Most people who know me can affirm two things. 1-M@ loves food and 2-M@ is a bit ADHD.
Which, being translated, means that I love to eat, but I tend to move a lot while doing it. This is probably the sole reason I don’t weigh 400 pounds. My favorite part of eating, though, is the first bite, especially a dish I’ve never had before. You take a bite and let it roll over your tongue. You try it out on every part of your tongue and stop for a bit before swallowing. If it’s a dish you really enjoy, this is the point where you perform your happy dance. Then you are faced with a choice: Do you slowly eat the dish, making this euphoria of the palate last as long as possible? or do you, instead, fall upon the dish like a starving concentration camp victim led to an all-you-can-eat buffet? (This is where I am usually horribly torn – I want to enjoy it but I also want to utterly consume the deliciousness and have it inside me.)
I can hear you now…where are you going with this? Glad you asked…
Our Sunday School class has started…is starting…I’m a little confused on the timing at the moment, a study on savoring Jesus Christ. While at first my brain went to a divine form of cannibalism, I have to admit I do enjoy the idea. For me, savoring is a taste experience. The Bible is full of food (the good and the weird) so the word taste comes up often, but taste is not only for food. The Old and New Testaments both tell us that if you just give God a taste you’ll find that he is good. Jesus and others talk about tasting death or compare experiencing the Kingdom like sitting down to a banquet. I love this. It brings up lots of images for me and they pack a lot more punch than just saying, ‘You’ll die.’ I particularly like the image of a parent feeding a little kid something new. You can’t blame a kid for being skeptical of baby food. The stuff looks weird. So the parents resort to cajoling, begging, and turning spoons into airplanes to get the kid to eat. The parent knows that, if the kid gives it a try, strained peaches will light the kid’s world up in a way they’ve never experienced before. I’ve watched younger cousins’ eye food with trepidation, grudgingly give the food a try and then work it in their mouths like a senior citizen who’s missing their dentures until BAM! they find out that not only do they like it…they LIKE it.
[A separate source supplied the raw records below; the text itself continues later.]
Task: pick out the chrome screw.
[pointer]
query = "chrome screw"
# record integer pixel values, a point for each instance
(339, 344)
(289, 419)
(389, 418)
They don’t like it because they were told they would. They know they like it because they jumped into it and permanently stained their bib that weird color strained peaches have.
I love that the Bible encourages us to explore our relationships with God. We’re told to dance, sing, shout, cry, groan, rest, and so much more. It’s deeper than reading. It’s deeper than just listening. It’s diving in, rolling around in the mud and getting dirty with it. To a big kid who has a hard time sitting still, this is encouraging to me. Don’t get me wrong, I love thinking. I love a good mental argument and we can reach new depths of understanding through that. If I were totally honest with myself, though, I would have to admit that the times when I have the greatest A-Ha! moments and felt the nearest to God was when I abandoned any inhibitions I had and decided to go for the full experience (Would that be the Stanislavski method of Christianity?). Those are the moments, too, when I find myself having a dark night of the soul that I wrap up in to keep warm.
I realize that I don’t do this like I should. I’m sure no one does. I’m hoping, if nothing else, the study will encourage me or give me new ways to play with and get to know Big Papa better, though.